The inside instead follows closely the first volume. We’ve got again Acknowledgements by Sanderson, this time two pages and half, but only because they greatly embiggened the font. Sanderson again pushes on the hype with this book that is not just a book, and also explains that writing a book is becoming a thing of teamwork, with various “consultants” to help with specific aspects of the writing, like continuity, character psychology and horse behaviors. Then the usual Index listing the exact number of illustrations that were in the first volume, and a similar smattering of Prologue/Interludes/Epilogue. Interestingly, The Way of Kings played with part two and four subtitles: “The Illuminating Storms” and “Storm’s Illumination”. Words of Radiance does something similar with parts two and five: Winds’ Approach” and “Winds Alight”, but where ‘approach’ and ‘alight’ are titles of respective parts. The illustrations appear on a individual basis less cared for compared to the first book, somewhat more perfunctory. Everything else follows the model of the first book. Thankfully We get the exact same font, size, lines on each page. The official wordcount for The Way of Kings was 387k for 1001 pages. Words of Radiance has 1080 pages, and even if I didn’t manage to get a wordcount from Sanderson & assistant, we’re likely around 405-410k since everything is the same, including the wide margins on the page. In the end 400k make for a REALLY long book, but conventionally so. There’s nothing extraordinary about that.
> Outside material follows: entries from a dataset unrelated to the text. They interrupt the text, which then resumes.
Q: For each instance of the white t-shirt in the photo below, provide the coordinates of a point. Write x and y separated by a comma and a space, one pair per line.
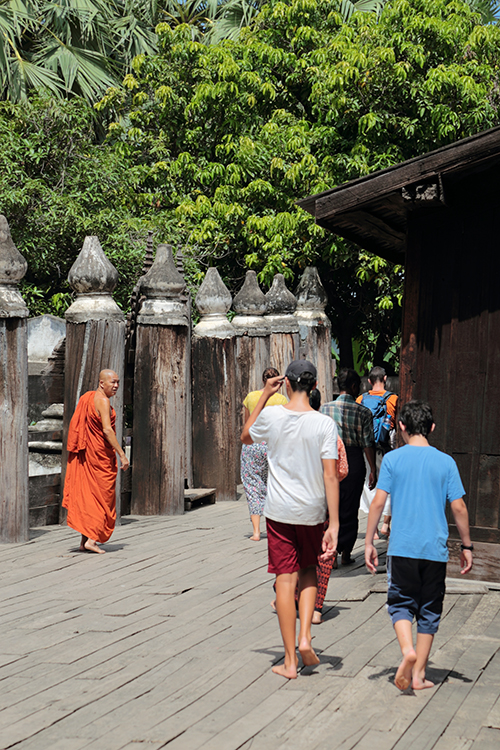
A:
296, 443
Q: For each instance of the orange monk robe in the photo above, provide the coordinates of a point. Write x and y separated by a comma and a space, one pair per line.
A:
89, 486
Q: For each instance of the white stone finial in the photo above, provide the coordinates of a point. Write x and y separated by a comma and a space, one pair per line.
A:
93, 277
213, 302
281, 305
250, 306
13, 266
163, 286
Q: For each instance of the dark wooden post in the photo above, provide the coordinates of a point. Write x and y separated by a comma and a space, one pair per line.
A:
160, 403
280, 305
13, 393
215, 422
315, 329
252, 337
95, 338
252, 345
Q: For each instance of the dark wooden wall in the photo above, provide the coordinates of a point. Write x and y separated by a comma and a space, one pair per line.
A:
451, 352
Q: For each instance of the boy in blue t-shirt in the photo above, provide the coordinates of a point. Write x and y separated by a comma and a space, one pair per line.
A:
420, 480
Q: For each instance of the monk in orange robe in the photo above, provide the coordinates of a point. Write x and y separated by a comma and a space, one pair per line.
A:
89, 487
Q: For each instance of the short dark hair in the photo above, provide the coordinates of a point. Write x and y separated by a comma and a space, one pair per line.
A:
269, 372
377, 375
315, 399
417, 418
305, 384
347, 378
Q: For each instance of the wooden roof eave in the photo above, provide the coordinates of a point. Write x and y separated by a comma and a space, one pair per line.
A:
349, 210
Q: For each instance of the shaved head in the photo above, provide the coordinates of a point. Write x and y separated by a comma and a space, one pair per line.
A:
107, 375
109, 382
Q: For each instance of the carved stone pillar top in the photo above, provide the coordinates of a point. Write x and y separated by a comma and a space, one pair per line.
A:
93, 277
311, 299
12, 269
213, 302
280, 305
163, 287
250, 306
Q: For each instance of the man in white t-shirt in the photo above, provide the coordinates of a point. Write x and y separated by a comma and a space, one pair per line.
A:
302, 484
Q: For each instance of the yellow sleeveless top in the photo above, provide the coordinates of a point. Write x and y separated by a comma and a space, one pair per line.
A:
253, 397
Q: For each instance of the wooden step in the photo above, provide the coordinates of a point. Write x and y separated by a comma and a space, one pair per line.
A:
200, 496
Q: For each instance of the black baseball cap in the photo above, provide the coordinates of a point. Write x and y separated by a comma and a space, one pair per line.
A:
298, 367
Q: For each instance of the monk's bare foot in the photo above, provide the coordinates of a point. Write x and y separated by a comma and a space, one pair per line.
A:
91, 546
308, 654
420, 684
403, 675
290, 672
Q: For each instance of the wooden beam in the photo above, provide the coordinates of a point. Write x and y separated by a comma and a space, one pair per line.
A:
457, 156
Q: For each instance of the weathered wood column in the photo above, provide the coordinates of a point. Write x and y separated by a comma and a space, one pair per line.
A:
160, 385
280, 305
252, 346
13, 393
95, 339
252, 337
215, 433
315, 337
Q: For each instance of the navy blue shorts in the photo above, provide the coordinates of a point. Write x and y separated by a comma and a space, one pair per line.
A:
416, 590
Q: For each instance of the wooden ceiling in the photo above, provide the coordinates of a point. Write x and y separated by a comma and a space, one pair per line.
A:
373, 211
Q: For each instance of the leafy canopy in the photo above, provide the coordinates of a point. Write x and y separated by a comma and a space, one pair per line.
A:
227, 137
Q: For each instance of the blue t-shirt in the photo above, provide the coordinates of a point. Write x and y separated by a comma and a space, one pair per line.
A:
420, 479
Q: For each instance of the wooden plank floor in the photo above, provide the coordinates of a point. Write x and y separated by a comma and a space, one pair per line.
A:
168, 641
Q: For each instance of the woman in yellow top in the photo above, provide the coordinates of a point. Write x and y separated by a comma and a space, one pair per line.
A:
254, 458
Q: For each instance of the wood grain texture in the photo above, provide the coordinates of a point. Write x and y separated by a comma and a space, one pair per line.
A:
284, 348
315, 344
160, 421
215, 415
14, 429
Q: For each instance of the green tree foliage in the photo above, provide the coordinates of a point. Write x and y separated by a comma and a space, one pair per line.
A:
227, 137
58, 186
72, 45
84, 46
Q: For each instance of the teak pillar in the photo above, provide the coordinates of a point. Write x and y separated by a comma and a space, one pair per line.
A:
252, 345
95, 339
252, 337
160, 386
215, 422
280, 307
13, 393
315, 337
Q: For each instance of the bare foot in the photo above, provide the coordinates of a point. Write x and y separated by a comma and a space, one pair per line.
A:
91, 546
403, 675
290, 673
419, 684
308, 654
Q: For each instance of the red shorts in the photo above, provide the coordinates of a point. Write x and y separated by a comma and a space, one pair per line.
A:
292, 547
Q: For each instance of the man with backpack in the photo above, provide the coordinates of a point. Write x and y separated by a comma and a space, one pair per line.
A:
383, 406
355, 426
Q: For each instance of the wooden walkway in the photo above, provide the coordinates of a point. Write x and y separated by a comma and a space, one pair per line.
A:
168, 641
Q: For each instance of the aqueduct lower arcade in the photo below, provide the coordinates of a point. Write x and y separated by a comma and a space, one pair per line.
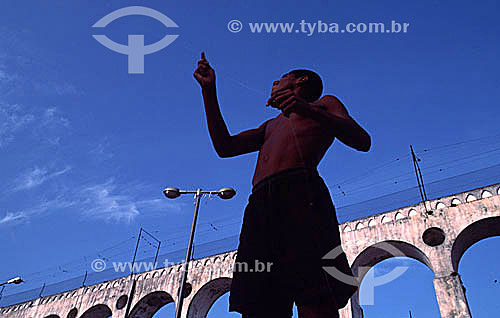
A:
437, 239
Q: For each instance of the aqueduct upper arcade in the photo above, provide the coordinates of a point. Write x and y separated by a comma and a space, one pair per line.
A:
437, 239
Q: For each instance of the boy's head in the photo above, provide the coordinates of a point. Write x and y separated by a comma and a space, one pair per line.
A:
305, 83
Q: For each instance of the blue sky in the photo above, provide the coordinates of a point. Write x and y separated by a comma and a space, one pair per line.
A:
86, 148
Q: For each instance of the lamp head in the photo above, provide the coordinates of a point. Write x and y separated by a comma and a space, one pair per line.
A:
171, 192
226, 193
15, 280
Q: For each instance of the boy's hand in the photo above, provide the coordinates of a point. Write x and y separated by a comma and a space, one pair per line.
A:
204, 73
288, 102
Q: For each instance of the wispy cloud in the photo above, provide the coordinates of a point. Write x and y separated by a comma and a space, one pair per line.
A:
101, 152
37, 176
13, 118
47, 125
105, 201
11, 218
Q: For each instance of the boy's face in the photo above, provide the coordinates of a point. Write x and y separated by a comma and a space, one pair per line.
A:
286, 81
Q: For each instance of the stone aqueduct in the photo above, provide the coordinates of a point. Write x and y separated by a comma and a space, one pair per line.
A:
437, 239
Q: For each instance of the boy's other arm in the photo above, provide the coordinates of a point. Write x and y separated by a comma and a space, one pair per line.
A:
333, 114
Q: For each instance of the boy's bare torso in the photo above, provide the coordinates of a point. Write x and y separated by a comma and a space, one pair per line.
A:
283, 150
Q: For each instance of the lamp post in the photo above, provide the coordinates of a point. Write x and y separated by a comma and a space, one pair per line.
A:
15, 280
172, 193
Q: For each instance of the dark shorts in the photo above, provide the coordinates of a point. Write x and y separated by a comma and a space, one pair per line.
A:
289, 223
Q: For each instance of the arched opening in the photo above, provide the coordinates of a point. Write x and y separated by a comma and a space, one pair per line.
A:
388, 266
206, 297
150, 304
220, 308
481, 277
97, 311
472, 234
473, 252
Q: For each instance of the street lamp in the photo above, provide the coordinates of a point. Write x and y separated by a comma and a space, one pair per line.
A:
15, 280
172, 193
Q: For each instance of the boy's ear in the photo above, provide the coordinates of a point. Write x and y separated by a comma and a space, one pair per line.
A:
301, 80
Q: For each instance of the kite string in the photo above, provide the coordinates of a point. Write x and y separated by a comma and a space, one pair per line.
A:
294, 135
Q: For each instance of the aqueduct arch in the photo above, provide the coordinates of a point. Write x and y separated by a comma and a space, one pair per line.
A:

So overall the quality of Words of Radiance, when it comes to the package & presentation, is slightly below the level of the first book, but thankfully Tor maintained the exact same, already lofty, standard. I’m very glad they are sticking to the format, and I roll my eyes thinking that most surely at some point in the life of this series will come an overzealous editor that will start playing with font sizes, pagination and overall layout just to ruin the consistence you expect. Because it always happens.

But for now the two books are a perfect match, and look great side by side.